Araya taksi parantezi. Bogota’da taksiler, taksimetreden hesaplanan bi tabloyla calisiyordu. Hic olmazsa olculebilir bisiy. Quito ve Guayaquil’de ne tutturursa. “Suraya gitcem, ne kadar. Olmaz su kadar. Tamam anlastik.” Gelince “ama aradik adresi” diye daha fazla istemek de deal’in bi kismi.

Guayaquil’de ertesi gun de farkli bisiy goremedik. Ikmal yapmak uzere pazar dolastik, corap vb. Muzelerin tam kapanma saatlerinde kapida olmayi da becerince, donduk. Gonzalo diye super seker bi camasirci agbiyle dukkanin icinde sohbet ettik. Adam yunanca biliyomus. Turk diyince yunanca konustu.

Ya bu arada bi anayasa degisikligi, yerliler ve suyla ilgili bi mevzu var Ekvator’da. Ama nooluyo diye sordugumda soyledikleri henuz anlamli gelmiyo. Iki kez bu yerliler yanlis anladilar, suyu ozellestirmiyorlar, kamulastiriyorlar. Onlar ellerinden alinacak saniyor, o yuzden protesto ediyorlar diye duydum. Biz de ayni yerliler yuzunden, blogun ilerleyen bolumlerinde sacma sapan bi sehirde bi gece kalicaz. Neyse butun bu mevzu yerine oturunca anlaticaz.

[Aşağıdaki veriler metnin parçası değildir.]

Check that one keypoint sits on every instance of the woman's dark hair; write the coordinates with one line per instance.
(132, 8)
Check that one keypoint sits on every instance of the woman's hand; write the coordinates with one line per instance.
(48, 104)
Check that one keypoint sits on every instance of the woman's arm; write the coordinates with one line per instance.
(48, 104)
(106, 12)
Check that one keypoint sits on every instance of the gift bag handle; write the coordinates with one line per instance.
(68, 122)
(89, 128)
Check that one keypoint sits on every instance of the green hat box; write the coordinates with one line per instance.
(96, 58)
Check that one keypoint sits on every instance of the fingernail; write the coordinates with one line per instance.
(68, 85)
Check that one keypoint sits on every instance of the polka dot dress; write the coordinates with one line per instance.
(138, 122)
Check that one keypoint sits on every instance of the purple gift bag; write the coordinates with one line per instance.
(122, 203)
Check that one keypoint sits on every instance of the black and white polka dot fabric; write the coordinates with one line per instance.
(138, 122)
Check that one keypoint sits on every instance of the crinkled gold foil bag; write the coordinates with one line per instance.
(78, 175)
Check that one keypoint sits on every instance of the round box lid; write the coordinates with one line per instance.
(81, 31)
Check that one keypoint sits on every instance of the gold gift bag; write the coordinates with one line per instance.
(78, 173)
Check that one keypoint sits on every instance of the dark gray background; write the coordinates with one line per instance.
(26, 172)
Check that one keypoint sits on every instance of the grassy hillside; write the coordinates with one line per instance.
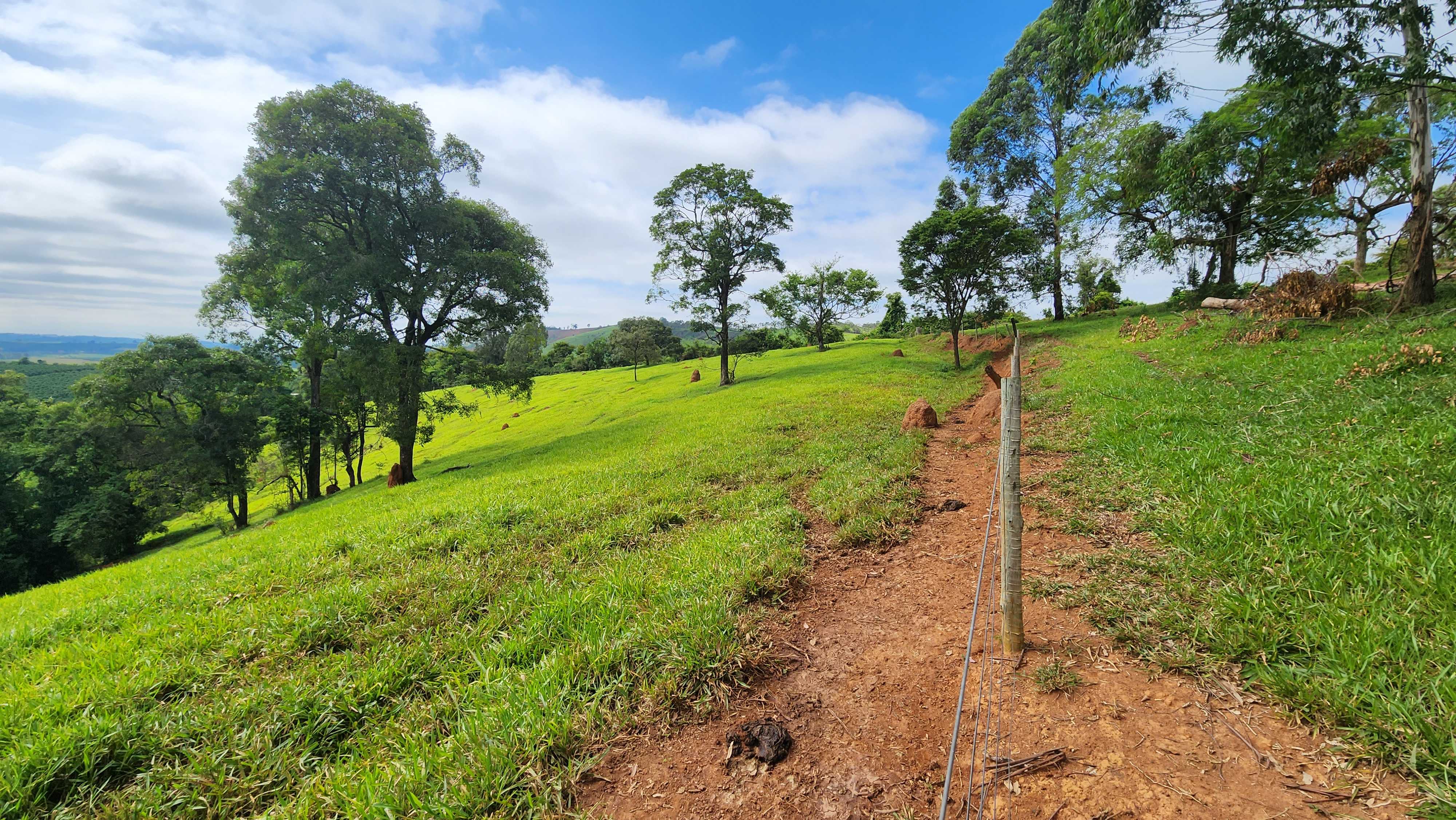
(1304, 497)
(454, 647)
(49, 381)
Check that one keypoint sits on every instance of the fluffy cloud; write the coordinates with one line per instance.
(110, 215)
(710, 58)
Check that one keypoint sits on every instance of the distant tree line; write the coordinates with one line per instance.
(1348, 117)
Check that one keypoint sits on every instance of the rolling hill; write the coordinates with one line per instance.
(455, 647)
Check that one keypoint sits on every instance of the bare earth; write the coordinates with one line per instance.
(870, 701)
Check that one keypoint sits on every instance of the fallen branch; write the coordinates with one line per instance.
(1004, 770)
(1215, 304)
(1262, 757)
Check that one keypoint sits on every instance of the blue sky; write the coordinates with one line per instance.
(126, 119)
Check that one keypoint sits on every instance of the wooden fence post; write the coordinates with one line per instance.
(1013, 636)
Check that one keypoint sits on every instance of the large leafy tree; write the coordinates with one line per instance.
(959, 256)
(1230, 184)
(815, 302)
(191, 420)
(1329, 58)
(714, 229)
(315, 212)
(1014, 139)
(458, 269)
(636, 346)
(344, 225)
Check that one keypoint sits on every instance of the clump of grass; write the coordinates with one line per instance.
(1039, 588)
(1056, 677)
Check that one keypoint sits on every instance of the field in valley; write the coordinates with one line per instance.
(455, 647)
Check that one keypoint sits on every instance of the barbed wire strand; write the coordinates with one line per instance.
(966, 665)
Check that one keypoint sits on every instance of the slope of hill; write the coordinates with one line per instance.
(455, 647)
(1299, 487)
(558, 334)
(53, 347)
(47, 381)
(585, 336)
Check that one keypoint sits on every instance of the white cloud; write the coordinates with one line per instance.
(780, 63)
(113, 226)
(710, 58)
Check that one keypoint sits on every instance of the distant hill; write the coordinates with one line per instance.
(585, 336)
(49, 346)
(47, 381)
(56, 349)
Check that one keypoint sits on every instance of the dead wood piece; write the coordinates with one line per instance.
(765, 741)
(1215, 304)
(1004, 770)
(1266, 760)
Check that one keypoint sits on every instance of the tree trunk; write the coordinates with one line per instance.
(1228, 259)
(1362, 247)
(1058, 311)
(363, 432)
(315, 467)
(1058, 308)
(724, 378)
(411, 377)
(347, 446)
(1420, 282)
(240, 510)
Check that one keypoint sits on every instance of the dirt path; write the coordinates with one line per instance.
(870, 703)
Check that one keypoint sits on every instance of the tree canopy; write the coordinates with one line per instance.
(815, 302)
(954, 257)
(713, 228)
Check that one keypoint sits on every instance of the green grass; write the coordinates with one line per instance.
(456, 647)
(1302, 497)
(1056, 677)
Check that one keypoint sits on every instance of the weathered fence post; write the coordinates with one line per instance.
(1013, 636)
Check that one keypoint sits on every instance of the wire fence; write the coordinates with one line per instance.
(995, 599)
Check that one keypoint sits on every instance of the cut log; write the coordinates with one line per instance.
(1215, 304)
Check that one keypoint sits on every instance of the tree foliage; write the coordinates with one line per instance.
(815, 302)
(714, 229)
(344, 225)
(1016, 138)
(1326, 60)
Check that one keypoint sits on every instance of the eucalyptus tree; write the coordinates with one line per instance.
(957, 256)
(1230, 184)
(636, 346)
(813, 302)
(714, 229)
(1014, 139)
(456, 269)
(1327, 58)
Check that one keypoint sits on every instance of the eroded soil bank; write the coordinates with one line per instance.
(870, 698)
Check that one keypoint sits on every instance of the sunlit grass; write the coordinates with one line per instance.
(1308, 515)
(454, 649)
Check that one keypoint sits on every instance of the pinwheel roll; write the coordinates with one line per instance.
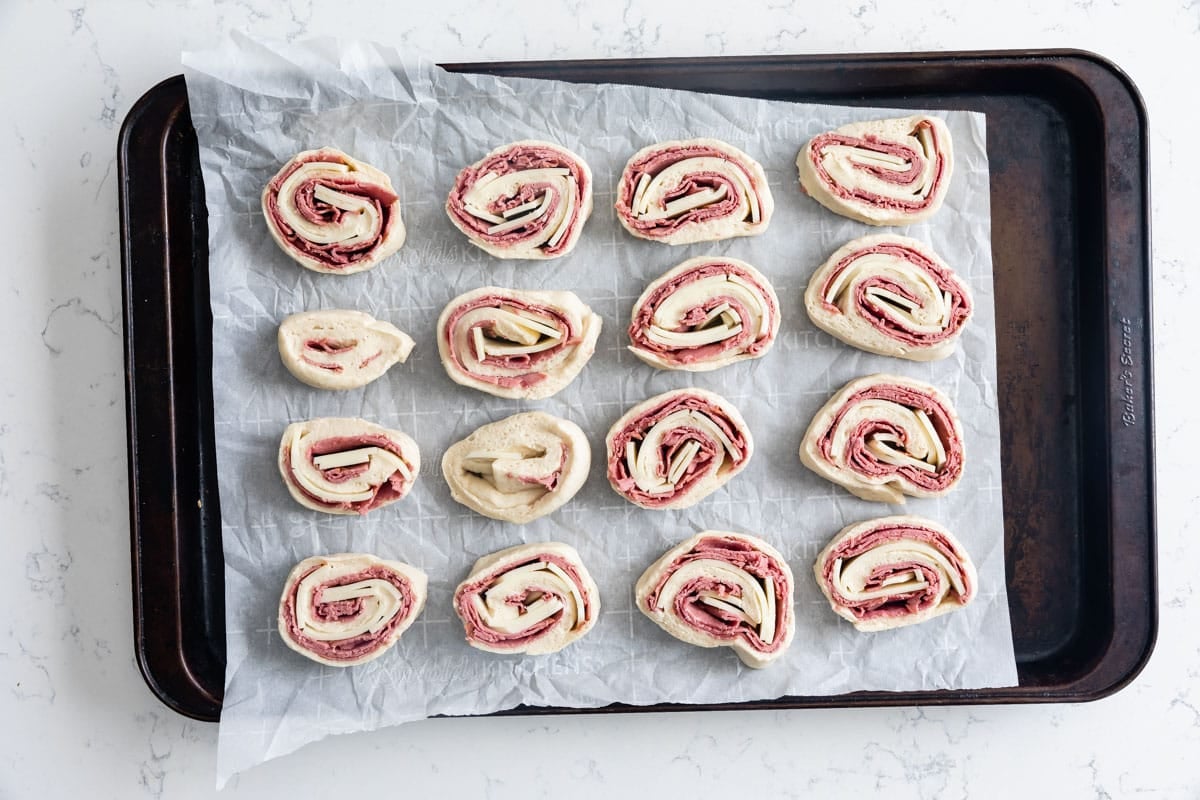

Turk diyince Gonzalo’ya gezginturk giray’dan bahsetmemek olmaz. Hehehe. 9 aydir geziyormus. Arjantinden baslamis, orda wipe-out’a katilmis. bi okul hikayeleri de var. Neyse simdi meksikaya manitasinin yanina yerlesmeye gidiyor. Monterrey’e gidersek haber vericez. Bi israilliyle bi kac ay dolasmis. Ondan kalan su temizliyici, kulak cibigi, vb bizim akil edemedigimiz ivir ziviri bize verdi. Onlari da cantamiza koyduk. Coook sicak bi saatte hic bi yerde olmadigi gibi hostel’de de bozuk para olmadigi icin gecikerek terminale gittik. Yine marcopolo marka brezilya yapimi ama en az 20-30 yasinda bi otobusle yola ciktik. Riobamba’ya gidiyoruz. Aksam orada olup, ertesi Sabah 7’de kalkan meshuuuuuur Riobamba – sibambe trenine binecegiz. (onden gelen uyari: bok vardi!)

son not: bloga yavan diyenler utansin!